Types of Missing Data and Analytic Examples

When planning a study, conducting an analysis or critically reviewing trial results, it is necessary to contemplate how the missing data are generated. Are certain groups more likely to having missing data? Are certain responses more likely to be missing? To assist in our approach to designing and analyzing studies in the presence of missing data, Little and Rubin [24] have identified three categories for classifying how missing data are generated: Missing Completely at Random (MCAR), Missing at Random (MAR), and Missing Not at Random (MNAR). Common examples of these missing data mechanisms are shown in Table 1 [25].

Table 1

Common examples of the three missing data mechanisms in clinical trials.

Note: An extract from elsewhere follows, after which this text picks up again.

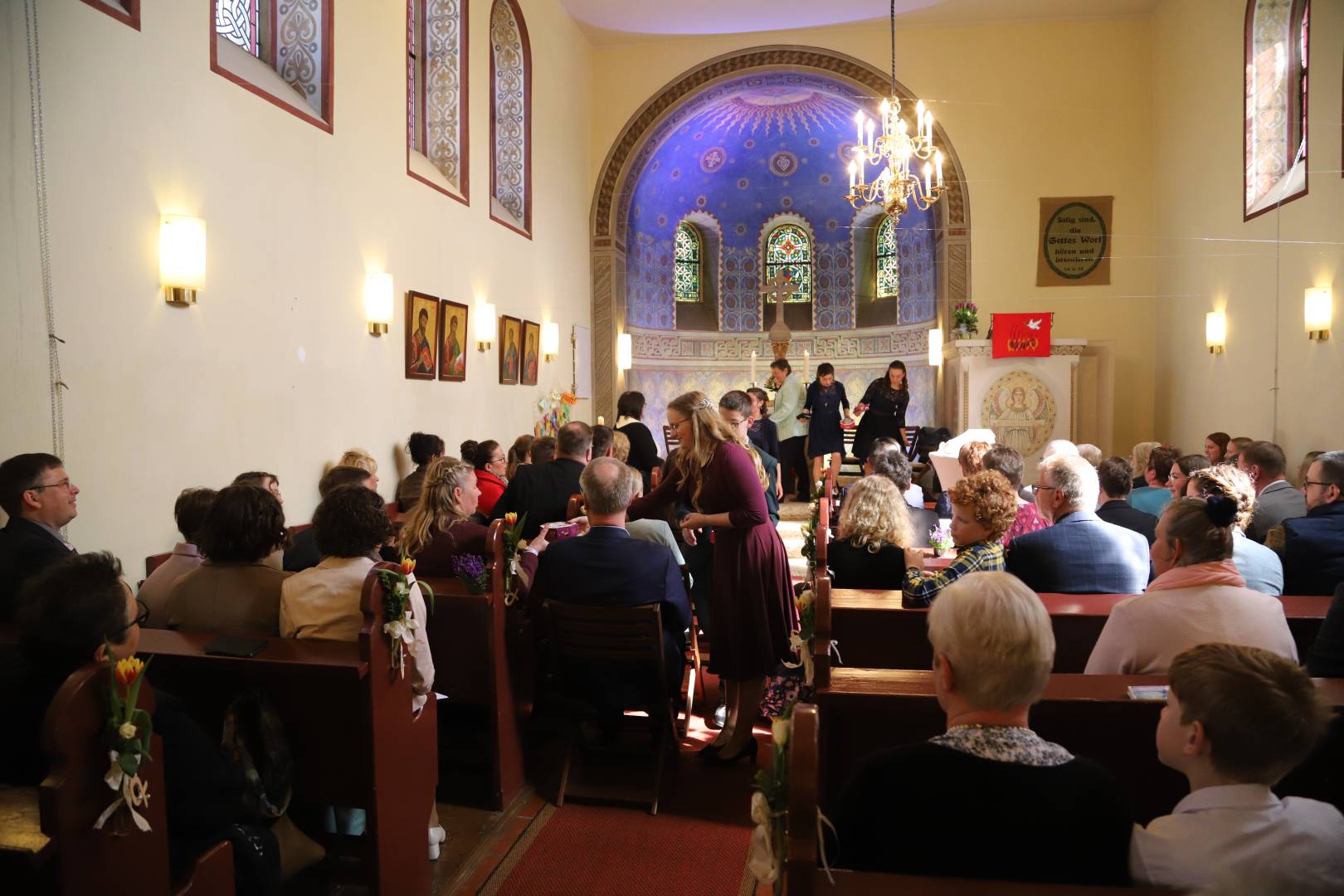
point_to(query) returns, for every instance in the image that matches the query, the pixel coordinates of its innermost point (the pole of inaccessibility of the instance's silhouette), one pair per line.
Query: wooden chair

Missing Mechanism	Examples
MCAR	Administrative censoring: follow-up is terminated because the study has ended.
	Migration-study participants move and are unable to complete visits.
	Random failure of the experimental instrument (e.g. test tube break, equipment failure)
MAR	Missing data caused by features of the study design such as participants being removed from the trial if their conditions are not controlled sufficiently well according to protocol criteria.
	Dropout based on recorded side-effects.
	Dropout based on known baseline characteristics.
MNAR	Dropout based on the unobserved response (e.g., a person not responding to treatment is more likely not to provide an observation).
	Participants miss a visit because they’ve had an outcome.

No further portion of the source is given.